Tag Archives: Blazes Boylan

Joyce’s “Ulysses” – Episode 17

Source: Wikipedia

Source: Wikipedia

This episode corresponds to Odysseus’ return home to Ithaca in Homer’s Odyssey. According to SparkNotes, it is “narrated in the third person through a set of 309 questions and their detailed and methodical answers, in the style of a catechism or Socratic dialogue.” Since I’m not a Catholic, I can’t really say that it was like a catechism, but I will say that for me, the style resembled the method of scientific inquiry, where one seeks to get to the truth or prove a theory by posing a series of questions. It is strange reading, since much of what takes place in the episode is discussion between Bloom and Stephen, and then later Bloom telling Molly about his day, yet there is noticeably no dialog whatsoever in this episode.

In Joyce’s novel, Bloom also returns home, but it is not a triumphant return such as with Odysseus. He realizes he does not have his key and is locked out. After Stephen leaves, Bloom bumps his head on furniture that has been moved, adding to the sense that although he is home, it does not feel like home. He then gets into bed with Molly who is asleep at that point and notices signs that Blazes Boylan had been there and had sex with Molly in their bed. I can’t help but feel sad for Bloom.

As with all the episodes in this book, this one is also packed with lots of symbolism, so I am just going to focus on a few passages that were key for me on this reading.

Bloom is depicted as feeling dejected. He had hopes of doing significant things with his life, but he feels as if he never did.

Why would a recurrent frustration the more depress him?

Because at the critical turningpoint of human existence he desired to amend many social conditions, the product of inequality and avarice and international animosity.

(p. 696)

As Stephen is leaving, both he and Bloom step outside and together they look up at the stars. Bloom has an epiphany as he realizes his connection to the universe. He envisions universes within himself, universes within each atom that composes everything in existence. It seems as if he grasps the connection between the scientific and the mystical, as symbolized by astrology.

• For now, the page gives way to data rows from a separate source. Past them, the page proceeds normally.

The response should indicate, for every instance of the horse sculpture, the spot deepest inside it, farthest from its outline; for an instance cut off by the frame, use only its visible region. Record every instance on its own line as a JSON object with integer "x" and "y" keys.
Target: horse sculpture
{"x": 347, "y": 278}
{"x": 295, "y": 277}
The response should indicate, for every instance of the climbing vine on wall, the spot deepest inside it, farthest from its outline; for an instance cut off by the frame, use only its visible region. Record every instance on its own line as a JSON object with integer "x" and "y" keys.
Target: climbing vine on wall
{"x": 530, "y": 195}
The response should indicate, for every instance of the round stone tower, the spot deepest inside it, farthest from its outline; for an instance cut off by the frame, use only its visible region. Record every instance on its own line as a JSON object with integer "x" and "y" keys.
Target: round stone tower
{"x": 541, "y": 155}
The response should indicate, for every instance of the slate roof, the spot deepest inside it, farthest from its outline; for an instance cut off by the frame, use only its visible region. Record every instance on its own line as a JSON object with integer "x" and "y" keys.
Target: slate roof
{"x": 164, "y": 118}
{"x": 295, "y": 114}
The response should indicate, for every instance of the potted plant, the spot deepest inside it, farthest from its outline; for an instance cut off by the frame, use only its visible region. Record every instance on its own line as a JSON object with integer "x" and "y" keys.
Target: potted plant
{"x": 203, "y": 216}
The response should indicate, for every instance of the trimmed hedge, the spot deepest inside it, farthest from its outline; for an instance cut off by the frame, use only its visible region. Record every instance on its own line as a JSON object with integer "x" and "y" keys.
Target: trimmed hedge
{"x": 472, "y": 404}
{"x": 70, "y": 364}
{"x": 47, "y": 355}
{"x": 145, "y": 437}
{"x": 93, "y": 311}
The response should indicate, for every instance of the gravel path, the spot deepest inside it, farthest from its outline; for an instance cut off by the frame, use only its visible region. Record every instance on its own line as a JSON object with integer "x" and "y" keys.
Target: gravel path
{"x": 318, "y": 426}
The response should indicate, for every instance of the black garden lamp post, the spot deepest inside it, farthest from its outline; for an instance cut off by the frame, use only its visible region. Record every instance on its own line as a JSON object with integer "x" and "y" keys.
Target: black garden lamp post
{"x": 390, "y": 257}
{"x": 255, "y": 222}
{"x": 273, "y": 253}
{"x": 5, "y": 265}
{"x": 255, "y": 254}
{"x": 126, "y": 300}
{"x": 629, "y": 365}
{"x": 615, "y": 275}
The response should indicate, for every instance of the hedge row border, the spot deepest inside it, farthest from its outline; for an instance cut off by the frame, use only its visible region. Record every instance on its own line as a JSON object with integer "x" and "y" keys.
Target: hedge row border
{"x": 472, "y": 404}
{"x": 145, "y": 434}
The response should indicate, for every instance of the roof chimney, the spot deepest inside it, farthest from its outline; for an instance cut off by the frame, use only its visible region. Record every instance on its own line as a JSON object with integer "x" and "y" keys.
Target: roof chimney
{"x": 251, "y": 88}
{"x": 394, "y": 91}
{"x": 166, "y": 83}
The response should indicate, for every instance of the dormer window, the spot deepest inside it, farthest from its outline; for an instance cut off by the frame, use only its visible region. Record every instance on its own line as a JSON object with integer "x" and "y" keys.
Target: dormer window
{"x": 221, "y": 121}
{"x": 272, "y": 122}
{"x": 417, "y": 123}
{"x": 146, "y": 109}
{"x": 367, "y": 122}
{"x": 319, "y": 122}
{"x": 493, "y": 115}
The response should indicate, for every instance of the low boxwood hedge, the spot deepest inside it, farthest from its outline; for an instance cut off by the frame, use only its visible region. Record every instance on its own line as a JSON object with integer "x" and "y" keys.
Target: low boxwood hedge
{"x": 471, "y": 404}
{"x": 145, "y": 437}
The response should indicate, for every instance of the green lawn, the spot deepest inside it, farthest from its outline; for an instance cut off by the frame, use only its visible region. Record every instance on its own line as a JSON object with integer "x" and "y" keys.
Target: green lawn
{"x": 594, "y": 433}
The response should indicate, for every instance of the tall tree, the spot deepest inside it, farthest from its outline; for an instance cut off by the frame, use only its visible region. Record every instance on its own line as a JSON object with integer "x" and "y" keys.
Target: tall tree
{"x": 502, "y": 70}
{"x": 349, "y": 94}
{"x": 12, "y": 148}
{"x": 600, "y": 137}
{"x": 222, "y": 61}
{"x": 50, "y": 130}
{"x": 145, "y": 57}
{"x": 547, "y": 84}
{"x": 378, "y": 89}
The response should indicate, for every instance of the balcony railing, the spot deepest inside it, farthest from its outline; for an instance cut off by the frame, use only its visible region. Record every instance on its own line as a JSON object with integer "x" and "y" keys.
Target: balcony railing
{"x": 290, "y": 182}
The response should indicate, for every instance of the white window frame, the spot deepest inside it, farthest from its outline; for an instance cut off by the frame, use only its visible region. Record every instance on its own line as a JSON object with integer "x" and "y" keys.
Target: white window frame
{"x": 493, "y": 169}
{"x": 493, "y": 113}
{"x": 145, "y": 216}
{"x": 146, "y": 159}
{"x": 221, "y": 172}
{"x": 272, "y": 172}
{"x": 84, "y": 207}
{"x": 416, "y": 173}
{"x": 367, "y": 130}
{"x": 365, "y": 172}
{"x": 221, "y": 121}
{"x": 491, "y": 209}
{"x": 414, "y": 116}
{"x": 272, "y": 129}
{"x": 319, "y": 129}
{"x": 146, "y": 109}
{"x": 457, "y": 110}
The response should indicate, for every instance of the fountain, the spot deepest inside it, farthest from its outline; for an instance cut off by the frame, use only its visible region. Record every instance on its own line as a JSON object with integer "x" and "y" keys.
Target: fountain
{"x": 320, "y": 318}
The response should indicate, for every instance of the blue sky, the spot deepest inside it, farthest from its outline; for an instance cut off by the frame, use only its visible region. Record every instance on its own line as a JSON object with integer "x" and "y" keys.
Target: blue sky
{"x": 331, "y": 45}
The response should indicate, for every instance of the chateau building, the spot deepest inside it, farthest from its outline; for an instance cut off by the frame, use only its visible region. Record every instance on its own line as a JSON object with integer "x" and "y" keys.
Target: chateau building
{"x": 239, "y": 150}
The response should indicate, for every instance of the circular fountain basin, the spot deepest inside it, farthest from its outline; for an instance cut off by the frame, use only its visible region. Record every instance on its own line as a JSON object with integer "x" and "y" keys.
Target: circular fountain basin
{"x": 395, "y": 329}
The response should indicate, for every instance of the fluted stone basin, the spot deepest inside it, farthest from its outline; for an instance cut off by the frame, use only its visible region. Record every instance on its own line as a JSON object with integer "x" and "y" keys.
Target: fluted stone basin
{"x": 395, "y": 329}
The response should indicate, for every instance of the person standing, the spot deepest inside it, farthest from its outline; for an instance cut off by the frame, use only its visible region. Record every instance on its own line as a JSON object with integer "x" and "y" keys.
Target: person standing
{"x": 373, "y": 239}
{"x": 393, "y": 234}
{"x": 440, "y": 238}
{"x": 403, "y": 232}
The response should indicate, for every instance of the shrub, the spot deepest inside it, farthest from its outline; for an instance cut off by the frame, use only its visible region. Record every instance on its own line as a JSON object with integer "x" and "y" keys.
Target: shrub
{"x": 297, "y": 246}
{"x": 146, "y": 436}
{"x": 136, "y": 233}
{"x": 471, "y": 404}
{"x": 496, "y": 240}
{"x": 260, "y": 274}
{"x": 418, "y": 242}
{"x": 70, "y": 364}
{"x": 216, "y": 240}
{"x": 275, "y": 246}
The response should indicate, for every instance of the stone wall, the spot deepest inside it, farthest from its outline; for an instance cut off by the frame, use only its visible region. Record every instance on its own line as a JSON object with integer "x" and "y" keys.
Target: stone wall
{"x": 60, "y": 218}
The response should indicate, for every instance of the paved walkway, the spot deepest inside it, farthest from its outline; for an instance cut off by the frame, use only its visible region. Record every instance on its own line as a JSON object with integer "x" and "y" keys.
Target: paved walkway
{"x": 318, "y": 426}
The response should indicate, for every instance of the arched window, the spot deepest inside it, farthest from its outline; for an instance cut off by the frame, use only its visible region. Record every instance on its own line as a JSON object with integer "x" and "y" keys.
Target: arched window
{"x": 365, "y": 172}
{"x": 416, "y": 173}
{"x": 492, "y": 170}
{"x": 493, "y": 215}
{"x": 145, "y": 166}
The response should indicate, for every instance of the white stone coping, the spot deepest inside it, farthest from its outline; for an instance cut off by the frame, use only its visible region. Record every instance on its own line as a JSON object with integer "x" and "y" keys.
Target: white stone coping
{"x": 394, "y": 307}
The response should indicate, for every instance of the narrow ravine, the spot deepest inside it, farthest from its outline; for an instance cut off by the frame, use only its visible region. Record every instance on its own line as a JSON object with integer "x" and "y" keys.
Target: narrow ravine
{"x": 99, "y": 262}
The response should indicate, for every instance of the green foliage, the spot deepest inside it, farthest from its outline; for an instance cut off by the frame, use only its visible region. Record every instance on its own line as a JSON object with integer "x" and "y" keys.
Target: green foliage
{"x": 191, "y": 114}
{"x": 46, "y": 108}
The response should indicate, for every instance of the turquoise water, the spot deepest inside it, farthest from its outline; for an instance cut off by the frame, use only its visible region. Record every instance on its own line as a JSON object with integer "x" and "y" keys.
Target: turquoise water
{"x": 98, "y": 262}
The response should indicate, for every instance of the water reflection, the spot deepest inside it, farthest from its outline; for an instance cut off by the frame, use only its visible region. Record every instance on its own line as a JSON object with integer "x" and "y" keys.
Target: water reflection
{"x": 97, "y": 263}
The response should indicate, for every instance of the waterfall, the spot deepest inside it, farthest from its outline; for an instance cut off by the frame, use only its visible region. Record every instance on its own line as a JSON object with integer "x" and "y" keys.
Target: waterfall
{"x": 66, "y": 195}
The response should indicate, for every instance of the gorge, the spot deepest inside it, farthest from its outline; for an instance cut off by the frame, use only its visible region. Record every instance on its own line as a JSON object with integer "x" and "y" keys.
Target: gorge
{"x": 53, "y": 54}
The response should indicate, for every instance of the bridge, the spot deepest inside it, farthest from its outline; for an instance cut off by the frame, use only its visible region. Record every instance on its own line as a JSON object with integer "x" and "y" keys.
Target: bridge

It is a fairly long passage, but it warrants including here.

With what meditations did Bloom accompany his demonstration to his companion of various constellations?

Mediations of evolution increasingly vaster: of the moon invisible in incipient lunation, approaching perigee: of the infinite lattiginous scintillating uncondensed milky way, discernible by daylight by an observer placed at the lower end of a cylindrical vertical shaft 5000 ft deep sunk from the surface towards the centre of the earth: of Sirius (alpha in Canis Major) 10 lightyears (57,000,000,000,000 miles) distant and in volume 900 times the dimension of our planet: of Acturus: of the procession of equinoxes: of Orion with belt and sextuple sun theta and nebula in which 100 of our solar systems could be contained: of moribund and of nascent new stars such as Nova in 1901: of our system plunging towards the constellation of Hercules: of the parallax or parallactic drift of socalled fixed stars, in reality evermoving from immeasurably remote eons to infinitely remote futures in comparison with which the years, threescore and ten, of allotted human life formed a parenthesis of infinitesimal brevity.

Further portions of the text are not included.